AmeriCares India recently held a series of health camps for women and children in Shahapur, collection of small villages on the outskirts of Mumbai. The impoverished community lacks access to basic health care and safe drinking water. The villages are more than an hour’s walk to the nearest medical facility, a journey made even more difficult by the patient’s condition. Compounding health problems are high rates of malnutrition and diseases related to vitamin deficiencies.

In response, AmeriCares India set up health camps for the villages in partnership with Prem Seva Mahila Mandal, a local group that provides women and children with basic education, counseling and primary health care. Health camps in India are held for people in desperate need of care. They take place in temporary, makeshift clinics geared to help people in desperate need of basic care.
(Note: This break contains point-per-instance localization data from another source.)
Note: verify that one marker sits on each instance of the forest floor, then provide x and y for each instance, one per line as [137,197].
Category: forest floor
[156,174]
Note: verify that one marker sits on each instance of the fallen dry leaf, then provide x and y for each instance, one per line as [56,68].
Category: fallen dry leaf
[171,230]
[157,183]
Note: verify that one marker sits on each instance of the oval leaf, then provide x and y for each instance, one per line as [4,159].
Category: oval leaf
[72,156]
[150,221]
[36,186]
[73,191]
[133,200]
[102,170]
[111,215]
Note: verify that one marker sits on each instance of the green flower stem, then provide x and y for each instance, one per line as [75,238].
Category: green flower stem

During the each day-long health camps, medical aid and nutritional supplements were provided to over 700 people. The lack of proper shelter in the villages forced two of these camps to be set up on the side of the road using AmeriCares vehicles as medical stations. Several elderly, women and children came to the camps critically ill with high fever, chest infections and diarrhea caused by the onset of the monsoon season. They huddled in blankets, having seen no doctor and having received no treatment.
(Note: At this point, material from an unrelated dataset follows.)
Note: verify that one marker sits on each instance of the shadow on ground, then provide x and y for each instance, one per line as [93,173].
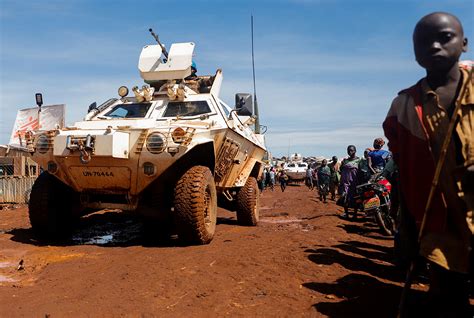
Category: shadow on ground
[373,288]
[361,295]
[105,229]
AmeriCares was able to provide antibiotics and other lifesaving medicines. A seven-year-old boy was brought to the camp by his mother; he appeared frail and ill and was shivering though wrapped in a blanket. He has been running a high fever for two days and had stopped eating. AmeriCares doctors determined that the boy suffered from pneumonia, a fever of 103F and an inflamed throat. After immediate treatment with antibiotics, the boy’s temperature became normal and he was eating – a very healthy sign of recovery.

AmeriCares also distributed nutritional supplements to the entire community so that the general health population of the villages could be improved.